I do fly fish because I love to, but its because it has taken me along many of the paths less traveled, to places of exceptional natural beauty, wild places, rich in fauna and flora – invariably in the mountains which have had no less an influence on my life over many years than flyfishing. It has been an endless source of enjoyment, an escape and the trout respond only to quietude, humility and endless patience. I find the solitude I seek yet I am never alone. In the beginning it was all about catching fish and yet even then the seeds of consciousness stirred, a rudimentary sense of connection to the big wild earth crept into my awareness, to the wonders of wilderness and the natural world.
In small stream fishing there always seems to be an insatiable hunger for more knowledge. It leads to a better understanding and skill, from the early fumbling attempts at casting and presentation, to fooling even the most difficult wild trout. How many questions, even apparently insignificant questions but telling ones, have led from the then to the now and what a fun journey it has been. My passion for small stream flyfishing now seems so logical a natural progression from not knowing to knowing. But, it doesn’t end there and part of growth is learning how to learn? To assimilate, to modify and to adapt – it’s a never-ending journey of discovery. A stream with its tapestry of colours and sounds is a place where I can learn about myself and other creatures as well.

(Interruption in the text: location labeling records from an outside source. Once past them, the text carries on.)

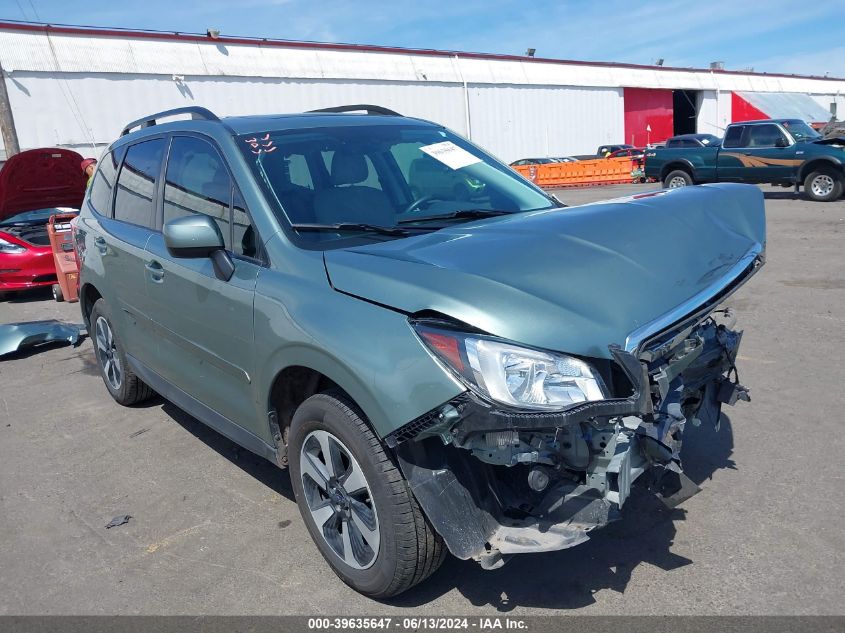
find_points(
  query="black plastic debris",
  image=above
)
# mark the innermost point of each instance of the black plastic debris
(118, 520)
(15, 337)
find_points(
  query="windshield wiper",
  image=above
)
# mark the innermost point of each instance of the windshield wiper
(463, 213)
(352, 226)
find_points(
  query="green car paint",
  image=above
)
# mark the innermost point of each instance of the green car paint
(599, 319)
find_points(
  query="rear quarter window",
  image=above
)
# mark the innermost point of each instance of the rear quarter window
(733, 137)
(102, 188)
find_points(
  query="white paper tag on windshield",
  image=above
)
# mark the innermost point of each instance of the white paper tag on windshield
(450, 154)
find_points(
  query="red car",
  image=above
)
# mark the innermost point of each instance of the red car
(33, 186)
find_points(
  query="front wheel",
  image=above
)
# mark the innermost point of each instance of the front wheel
(123, 385)
(823, 185)
(356, 504)
(677, 178)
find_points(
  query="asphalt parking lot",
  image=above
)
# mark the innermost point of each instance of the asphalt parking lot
(215, 530)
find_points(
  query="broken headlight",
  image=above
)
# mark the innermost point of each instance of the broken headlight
(514, 375)
(10, 247)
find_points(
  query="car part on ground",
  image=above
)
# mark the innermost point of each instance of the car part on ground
(442, 354)
(16, 337)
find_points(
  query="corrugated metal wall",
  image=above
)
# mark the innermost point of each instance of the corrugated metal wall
(528, 121)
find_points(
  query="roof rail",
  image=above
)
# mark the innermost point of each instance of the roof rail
(196, 112)
(369, 109)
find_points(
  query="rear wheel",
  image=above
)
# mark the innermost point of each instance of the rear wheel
(677, 178)
(823, 185)
(356, 504)
(123, 385)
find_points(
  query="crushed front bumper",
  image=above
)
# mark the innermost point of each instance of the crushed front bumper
(467, 461)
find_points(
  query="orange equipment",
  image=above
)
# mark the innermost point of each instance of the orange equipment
(598, 171)
(67, 270)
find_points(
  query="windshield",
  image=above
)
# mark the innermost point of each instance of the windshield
(420, 177)
(38, 216)
(800, 131)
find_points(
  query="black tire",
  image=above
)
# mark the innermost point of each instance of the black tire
(128, 389)
(674, 178)
(823, 185)
(409, 549)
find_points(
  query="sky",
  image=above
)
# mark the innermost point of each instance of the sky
(781, 36)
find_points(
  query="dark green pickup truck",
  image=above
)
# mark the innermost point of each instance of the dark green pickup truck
(784, 152)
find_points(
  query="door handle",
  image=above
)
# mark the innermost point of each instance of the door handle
(155, 271)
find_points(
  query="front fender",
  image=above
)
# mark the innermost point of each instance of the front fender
(370, 351)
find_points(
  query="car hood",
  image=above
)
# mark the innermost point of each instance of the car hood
(40, 179)
(575, 279)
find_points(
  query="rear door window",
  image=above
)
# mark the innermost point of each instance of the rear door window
(102, 188)
(136, 185)
(197, 181)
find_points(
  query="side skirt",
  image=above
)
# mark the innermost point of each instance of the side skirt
(201, 412)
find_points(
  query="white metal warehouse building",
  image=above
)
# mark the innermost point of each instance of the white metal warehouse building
(77, 87)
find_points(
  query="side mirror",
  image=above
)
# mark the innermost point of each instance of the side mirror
(197, 236)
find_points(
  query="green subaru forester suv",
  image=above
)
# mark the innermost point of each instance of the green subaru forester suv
(443, 355)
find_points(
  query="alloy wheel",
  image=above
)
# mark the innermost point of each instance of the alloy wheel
(339, 499)
(107, 353)
(822, 185)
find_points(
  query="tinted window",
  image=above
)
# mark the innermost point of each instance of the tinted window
(733, 137)
(765, 135)
(102, 187)
(137, 182)
(197, 182)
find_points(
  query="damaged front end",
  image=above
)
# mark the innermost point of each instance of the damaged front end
(497, 480)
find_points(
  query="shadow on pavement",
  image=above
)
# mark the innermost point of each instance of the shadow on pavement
(42, 293)
(566, 579)
(259, 468)
(786, 194)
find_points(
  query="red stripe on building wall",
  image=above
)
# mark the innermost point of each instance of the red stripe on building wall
(741, 110)
(646, 108)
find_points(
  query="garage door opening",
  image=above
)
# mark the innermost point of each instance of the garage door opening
(685, 104)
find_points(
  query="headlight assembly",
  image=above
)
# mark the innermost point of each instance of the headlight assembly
(513, 375)
(9, 247)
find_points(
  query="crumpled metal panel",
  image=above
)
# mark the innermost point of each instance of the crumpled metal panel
(15, 337)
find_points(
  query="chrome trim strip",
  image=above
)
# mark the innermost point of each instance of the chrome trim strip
(692, 307)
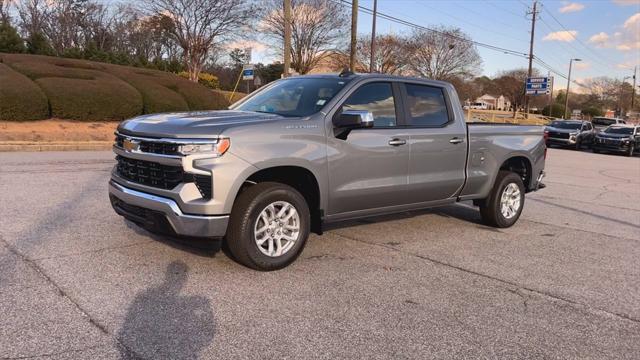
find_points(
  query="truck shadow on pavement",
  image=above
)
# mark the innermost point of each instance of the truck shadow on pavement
(161, 323)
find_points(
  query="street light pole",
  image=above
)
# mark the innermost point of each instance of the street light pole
(566, 97)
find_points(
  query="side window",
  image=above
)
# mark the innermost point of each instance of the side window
(427, 106)
(376, 98)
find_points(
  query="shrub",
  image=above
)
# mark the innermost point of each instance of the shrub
(78, 89)
(85, 90)
(20, 98)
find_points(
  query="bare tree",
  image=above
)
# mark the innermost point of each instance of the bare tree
(511, 84)
(5, 16)
(317, 29)
(390, 56)
(199, 24)
(443, 54)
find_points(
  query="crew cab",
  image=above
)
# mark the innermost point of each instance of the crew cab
(618, 138)
(571, 133)
(306, 151)
(600, 123)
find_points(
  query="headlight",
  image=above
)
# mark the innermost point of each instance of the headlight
(215, 149)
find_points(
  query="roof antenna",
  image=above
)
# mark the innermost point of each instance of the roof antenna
(346, 72)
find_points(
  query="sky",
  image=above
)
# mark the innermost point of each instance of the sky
(605, 34)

Memories are a major part of fishing. Their pleasures reach back through years to favorite rivers and familiar pools. The mind is a rich assemblage of recollections, planning tactics for the future and remembering the companions of other seasons. Some of those companions will no longer join us for the fly-hatches of the coming spring, and the continuing life of the river is a reminder of our own mortality.
Also now, the context within which my flyfishing takes place has become increasingly important enriching the experience, imbuing it with that extra little shine in the memory – a journey from the unconscious to the conscious.
Not that I regard fly fishing as so important because I suspect so many other things in my life are equally unimportant, but never anywhere near as much fun – I read that somewhere.